[jira] [Updated] (CAMEL-23264) Enhance Splitter EIP with chunking, error threshold, failure tracking, and watermark support

Guillaume Nodet (Jira) Sat, 28 Mar 2026 00:17:57 -0700


     [ 
https://issues.apache.org/jira/browse/CAMEL-23264?page=com.atlassian.jira.plugin.system.issuetabpanels:all-tabpanel
 ]


Guillaume Nodet updated CAMEL-23264:
------------------------------------
    Description: 
Enhance the Splitter EIP to support common bulk processing patterns that 
currently require significant manual assembly.

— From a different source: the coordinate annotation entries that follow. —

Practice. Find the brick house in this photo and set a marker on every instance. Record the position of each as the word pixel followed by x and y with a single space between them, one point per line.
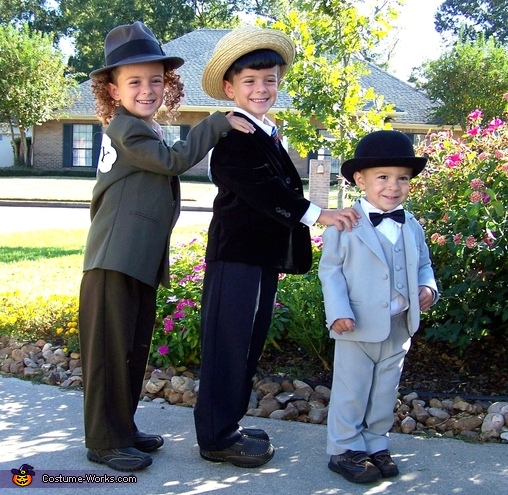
pixel 73 142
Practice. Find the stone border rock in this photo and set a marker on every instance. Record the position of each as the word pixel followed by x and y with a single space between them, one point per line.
pixel 272 397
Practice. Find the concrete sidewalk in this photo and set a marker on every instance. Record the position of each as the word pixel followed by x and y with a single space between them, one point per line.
pixel 42 426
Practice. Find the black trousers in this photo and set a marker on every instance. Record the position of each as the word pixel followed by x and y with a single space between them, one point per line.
pixel 116 318
pixel 236 311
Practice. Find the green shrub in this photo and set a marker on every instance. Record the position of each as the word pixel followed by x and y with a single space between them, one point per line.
pixel 176 338
pixel 461 200
pixel 302 296
pixel 53 319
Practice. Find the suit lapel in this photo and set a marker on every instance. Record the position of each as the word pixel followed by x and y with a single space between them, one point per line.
pixel 365 232
pixel 278 158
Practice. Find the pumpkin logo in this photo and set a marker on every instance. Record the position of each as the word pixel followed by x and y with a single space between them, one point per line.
pixel 23 475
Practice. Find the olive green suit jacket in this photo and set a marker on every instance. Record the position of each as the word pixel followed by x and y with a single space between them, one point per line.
pixel 136 200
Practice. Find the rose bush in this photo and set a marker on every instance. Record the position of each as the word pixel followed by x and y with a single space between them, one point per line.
pixel 461 201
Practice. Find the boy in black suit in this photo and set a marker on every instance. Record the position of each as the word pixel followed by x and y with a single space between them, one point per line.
pixel 260 228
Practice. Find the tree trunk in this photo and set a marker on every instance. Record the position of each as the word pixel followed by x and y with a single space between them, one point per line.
pixel 13 141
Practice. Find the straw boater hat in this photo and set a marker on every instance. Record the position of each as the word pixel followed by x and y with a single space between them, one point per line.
pixel 383 149
pixel 237 43
pixel 133 44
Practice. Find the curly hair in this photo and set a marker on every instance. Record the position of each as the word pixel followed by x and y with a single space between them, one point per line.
pixel 105 105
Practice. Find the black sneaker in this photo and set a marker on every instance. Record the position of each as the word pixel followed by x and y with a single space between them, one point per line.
pixel 124 459
pixel 246 452
pixel 355 466
pixel 146 442
pixel 384 462
pixel 254 433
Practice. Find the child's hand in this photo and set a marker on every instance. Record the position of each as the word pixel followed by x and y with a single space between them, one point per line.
pixel 342 219
pixel 341 325
pixel 240 124
pixel 426 297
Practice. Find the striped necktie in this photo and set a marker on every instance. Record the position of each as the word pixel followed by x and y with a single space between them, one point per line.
pixel 275 136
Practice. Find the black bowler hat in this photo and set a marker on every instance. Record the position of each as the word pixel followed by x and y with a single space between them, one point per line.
pixel 383 149
pixel 133 44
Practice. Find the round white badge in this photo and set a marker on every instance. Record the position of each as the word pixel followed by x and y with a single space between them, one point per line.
pixel 107 156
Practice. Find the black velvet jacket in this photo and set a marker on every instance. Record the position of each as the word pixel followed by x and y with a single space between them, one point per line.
pixel 257 211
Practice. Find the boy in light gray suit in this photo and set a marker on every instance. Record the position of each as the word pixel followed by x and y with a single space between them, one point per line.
pixel 376 279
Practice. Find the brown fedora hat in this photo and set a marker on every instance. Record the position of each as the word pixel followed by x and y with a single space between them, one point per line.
pixel 237 43
pixel 383 149
pixel 133 44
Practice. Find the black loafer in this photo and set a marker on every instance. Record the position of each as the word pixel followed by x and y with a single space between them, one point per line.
pixel 124 459
pixel 146 442
pixel 384 462
pixel 254 433
pixel 247 452
pixel 355 466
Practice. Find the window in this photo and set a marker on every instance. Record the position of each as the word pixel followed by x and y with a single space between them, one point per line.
pixel 82 145
pixel 172 133
pixel 326 154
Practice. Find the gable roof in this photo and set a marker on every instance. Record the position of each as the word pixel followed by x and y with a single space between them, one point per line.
pixel 411 105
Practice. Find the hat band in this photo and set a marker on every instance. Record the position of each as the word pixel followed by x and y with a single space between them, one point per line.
pixel 132 49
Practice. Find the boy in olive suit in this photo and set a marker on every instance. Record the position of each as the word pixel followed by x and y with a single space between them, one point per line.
pixel 135 204
pixel 376 279
pixel 260 228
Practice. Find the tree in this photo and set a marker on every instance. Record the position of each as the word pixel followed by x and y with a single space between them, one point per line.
pixel 324 81
pixel 471 74
pixel 88 21
pixel 33 84
pixel 472 18
pixel 40 15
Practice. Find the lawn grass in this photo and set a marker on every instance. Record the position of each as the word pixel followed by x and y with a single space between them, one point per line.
pixel 49 262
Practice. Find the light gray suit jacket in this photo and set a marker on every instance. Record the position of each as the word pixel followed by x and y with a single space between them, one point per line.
pixel 356 281
pixel 136 200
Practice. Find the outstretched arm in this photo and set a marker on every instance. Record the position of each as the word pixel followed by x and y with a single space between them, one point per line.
pixel 342 219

This replaces the proposed camel-bulk component (CAMEL-23240), which was closed 
after analysis showed these features are better served as Splitter EIP 
enhancements rather than a standalone component. See PR #22159 for the full 
analysis: https://github.com/apache/camel/pull/22159#issuecomment-4144168967

h3. Enhancements

*1. Chunking — {{group(int)}}*

Add a {{group}} option to the Splitter that works with any Iterable (not just 
tokenized strings). The iterator is wrapped with a chunking iterator, so each 
split exchange body becomes a {{List}} of up to N items.

{code:java}
.split(body()).group(100)
    .to("direct:processChunk")  // body is List of up to 100 items
.end();
{code}

*2. Error Threshold — {{errorThreshold(double)}} / {{maxFailedRecords(int)}}*

Generalizes {{stopOnException()}} from boolean (stop on first failure) to 
ratio/count-based abort. The Splitter tracks failures internally and aborts 
mid-stream when the threshold is exceeded.

{code:java}
.split(body()).errorThreshold(0.1).maxFailedRecords(50)
    .to("direct:process")
.end();
{code}

* {{errorThreshold(0.1)}} — abort if more than 10% of items fail
* {{maxFailedRecords(50)}} — abort after more than 50 failures
* Both can be combined — abort when either is exceeded

*3. Failure Tracking — built-in {{SplitResult}}*

When error threshold is configured and no custom {{AggregationStrategy}} is 
set, the Splitter produces a {{SplitResult}} containing:
* {{totalItems}}, {{successCount}}, {{failureCount}}, {{duration}}, {{aborted}}
* {{failures}} list with {{(index, item, exception)}} for each failed item
* Output headers: {{CamelSplitTotal}}, {{CamelSplitSuccess}}, 
{{CamelSplitFailed}}, etc.

*4. Watermark Tracking via ResumeStrategy*

Add {{resumeStrategy}}, {{watermarkKey}}, and {{watermarkExpression}} options 
for resume-from-last-position patterns. Uses Camel's existing 
{{ResumeStrategy}} SPI (from {{camel-api}}) for offset persistence.

{code:java}
ResumeStrategy strategy = ...; // any ResumeStrategy implementation

.split(body())
    .resumeStrategy(strategy, "importJob")
    .to("direct:process")
.end();
{code}

* *Index-based*: tracks how many items have been processed, skips 
already-processed items on subsequent runs (assumes stable ordering)
* *Value-based* (with {{watermarkExpression}}): evaluates an expression on each 
successful item (e.g., a timestamp), stores the last value via 
{{ResumeStrategy.updateLastOffset()}} for upstream filtering
* Watermark reads use lazy loading from the strategy's {{ResumeCache}} on each 
exchange
* Watermark is not updated on abort, allowing retry from the same position

h3. What This Replaces

The proposed camel-bulk component (CAMEL-23240) provided these features as a 
standalone component. After review, we concluded:
* Most features are natural extensions of the Splitter EIP
* Users benefit from enhancing what they already know rather than learning a 
new component
* The features are independently useful and compose with existing Splitter 
options ({{parallelProcessing}}, {{streaming}}, {{shareUnitOfWork}}, etc.)
* The Bulk component's multi-step accept policy is already expressible with 
{{doTry/doCatch}} inside the split route

h3. PR

https://github.com/apache/camel/pull/22300

  was:
Enhance the Splitter EIP to support common bulk processing patterns that 
currently require significant manual assembly.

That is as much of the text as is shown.